Use to match objects (peer objects) based on categorical and continuous data. First, the objects are matched exactly based on their categorical data, then they are matched within each categorical group based on the Euclidean distance of their continuous data.
The input should be of the following form:
object_id, categorical_data, no_match_groups, cont_point_1, cont_point_2, ..., cont_point_n
with one object per line. Leaving no_match_group
as a blank field will cause all objects to be compared within the categorical group. A sample input file, test_data/sample_input_data.csv
, is provided for testing.
The output will be:
object_id, peer_object_id_1, peer_object_id_2, ..., peer_object_id_m
The categorical data can be anything. Grouping will be done on the unique values of this field. This can be a group label (group1
, group2
, etc.), concatenated categorical fields (x:y
where x
and y
are different categorical flags), etc. While any number of data can be used, they must be concatenated into one field.

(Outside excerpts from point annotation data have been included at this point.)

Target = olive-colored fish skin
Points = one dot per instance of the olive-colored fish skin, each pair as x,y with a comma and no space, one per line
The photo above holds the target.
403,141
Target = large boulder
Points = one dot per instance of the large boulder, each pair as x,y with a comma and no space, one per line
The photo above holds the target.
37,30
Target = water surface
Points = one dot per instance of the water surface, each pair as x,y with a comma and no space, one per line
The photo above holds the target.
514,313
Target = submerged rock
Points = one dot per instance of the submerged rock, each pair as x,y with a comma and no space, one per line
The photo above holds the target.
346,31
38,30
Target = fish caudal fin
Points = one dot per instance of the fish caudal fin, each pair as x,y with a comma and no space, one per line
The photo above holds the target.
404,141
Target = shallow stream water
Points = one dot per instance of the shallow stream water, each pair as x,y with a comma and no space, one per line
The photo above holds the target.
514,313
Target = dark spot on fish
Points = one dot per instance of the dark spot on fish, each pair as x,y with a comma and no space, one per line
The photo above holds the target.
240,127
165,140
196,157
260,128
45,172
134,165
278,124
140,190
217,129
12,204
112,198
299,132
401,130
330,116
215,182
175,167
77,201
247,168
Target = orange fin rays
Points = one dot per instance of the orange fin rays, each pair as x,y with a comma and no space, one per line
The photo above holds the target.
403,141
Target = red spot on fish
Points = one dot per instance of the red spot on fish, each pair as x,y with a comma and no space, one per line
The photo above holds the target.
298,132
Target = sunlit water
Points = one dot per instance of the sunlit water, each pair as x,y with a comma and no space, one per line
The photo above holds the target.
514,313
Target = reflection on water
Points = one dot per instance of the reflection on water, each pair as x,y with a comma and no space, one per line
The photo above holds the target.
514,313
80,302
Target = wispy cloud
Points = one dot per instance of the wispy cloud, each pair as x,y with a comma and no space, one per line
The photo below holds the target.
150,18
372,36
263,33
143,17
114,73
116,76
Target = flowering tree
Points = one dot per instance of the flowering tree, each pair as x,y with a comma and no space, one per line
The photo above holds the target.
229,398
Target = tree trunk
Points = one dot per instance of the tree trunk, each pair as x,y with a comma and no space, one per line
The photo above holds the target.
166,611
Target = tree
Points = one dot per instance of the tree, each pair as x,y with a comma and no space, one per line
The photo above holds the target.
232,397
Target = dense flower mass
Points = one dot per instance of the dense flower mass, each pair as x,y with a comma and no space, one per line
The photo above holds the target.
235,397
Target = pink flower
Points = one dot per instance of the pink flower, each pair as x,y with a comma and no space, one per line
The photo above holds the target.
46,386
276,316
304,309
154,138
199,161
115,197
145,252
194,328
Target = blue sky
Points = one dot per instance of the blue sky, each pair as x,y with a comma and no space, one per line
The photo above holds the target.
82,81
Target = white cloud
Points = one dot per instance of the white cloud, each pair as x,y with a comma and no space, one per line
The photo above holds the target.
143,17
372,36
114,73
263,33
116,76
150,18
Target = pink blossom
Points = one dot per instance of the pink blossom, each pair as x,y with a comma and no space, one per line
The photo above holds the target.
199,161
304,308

Any number of continuous dimensions can be used, as long as each object has the same number of dimensions. Objects will be matched based within their categorical groups based on the shortest distance between objects. Euclidean distance in n dimensions is used here, but other distance algorithms could be substituted.
It is possible to specify a separate list of objects from which to peer. The lag file must have the same format as the input file. The objects in the lag file will be used as peers, but will not be peered themselves.
After installing Go, follow these steps:
go get github.com/jefferickson/peer-object-matcher
go install github.com/jefferickson/peer-object-matcher
$GOPATH/bin/peer-object-matcher --input /path/to/input.csv --output /path/to/output.csv
For a listing of all config flags, type:
$GOPATH/bin/peer-object-matcher --help
See peer-object-matching for the Python prototype of this peering algorithm.